Marc Chagall
1887–1985 · Frankreich · Expressionismus
Die Geschichte
Marc Chagall spent his whole long life painting a small Jewish town he left as a young man. He was born in 1887 near Vitebsk, then a corner of the Russian Empire, into a crowded, poor, deeply religious world of wooden houses, fiddlers, and market animals. When he became a modern painter in Paris and later a famous one, that town kept floating up into his canvases, often literally — lovers, cows, and rooftops drifting weightless through the sky.
The lover in so many of them was Bella Rosenfeld, a jeweller's daughter from Vitebsk he married in 1915. In pictures like Birthday he painted the two of them lifting off the floor mid-kiss, and he returned to that image of flight for the rest of his life.
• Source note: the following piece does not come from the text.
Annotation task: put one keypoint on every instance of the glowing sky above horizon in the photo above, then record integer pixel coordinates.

It was his private language for happiness, and it held even as the century turned dark around him.
Chagall was Jewish at the worst possible time to be a Jew in Europe. He had already left revolutionary Russia when the Nazis came, and in 1941 he fled occupied France for New York, one step ahead of the deportations that would murder most of the world he grew up in. Bella died there in 1944. He went back to France after the war, married again, and lived to 97, spending his last decades making stained-glass windows for churches and synagogues from Reims to Jerusalem, their deep blues full of the same floating village figures.